Sidney Tarrow receives Mellon fellowship to study rights and warfare

Sidney Tarrow, the Maxwell M. Upson Professor Emeritus of Government at Cornell, has received a Mellon Emeritus Fellowship in the Humanities and Humanistic Social Sciences of $32,400 from the Andrew W. Mellon Foundation. He will use the grant to explore when and how rights are protected or abused under conditions of modern warfare.

According to Tarrow, controversy exists over whether the building of modern states, nourished by war, helped to produce modern rights or whether modern warfare produces conditions that militate against civil rights and civil liberties.

"I will make the argument that only when 'contentious political actors' are prepared to defend or advance rights in an atmosphere of uncertainty and securitization are rights protected," wrote Tarrow in his proposal to Mellon.

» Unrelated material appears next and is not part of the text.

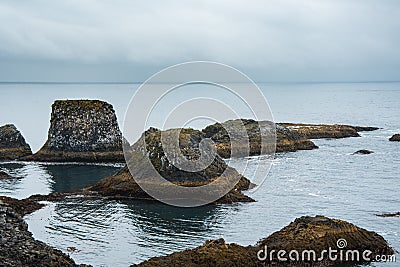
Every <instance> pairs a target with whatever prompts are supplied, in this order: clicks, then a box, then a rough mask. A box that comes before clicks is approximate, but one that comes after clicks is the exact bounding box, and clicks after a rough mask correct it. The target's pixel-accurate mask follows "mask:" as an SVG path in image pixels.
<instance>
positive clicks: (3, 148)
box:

Tarrow will concentrate his study on four pivotal historical moments in state-building or reformation: the French Revolution, the American Civil War and Reconstruction, the Kemalist Republic and the establishment of the State of Israel. The funding from the Mellon Foundation will enable Tarrow to do on-site research in Paris, Istanbul and possibly the Middle East.

Tarrow has written or edited more than a dozen books. He co-founded Cornell's Western Societies Program with Mario Einaudi, which eventually became the Institute for European Studies. Tarrow's many honors include the American Sociological Association's prize for the best book on collective behavior and social movements for "Democracy and Disorder: Protest and Politics in Italy, 1965-1975," and he is a fellow of the American Academy of Arts and Sciences. He is co-teaching a course on law and society for the Cornell Law School this fall.

Linda B. Glaser is a staff writer for the College of Arts and Sciences.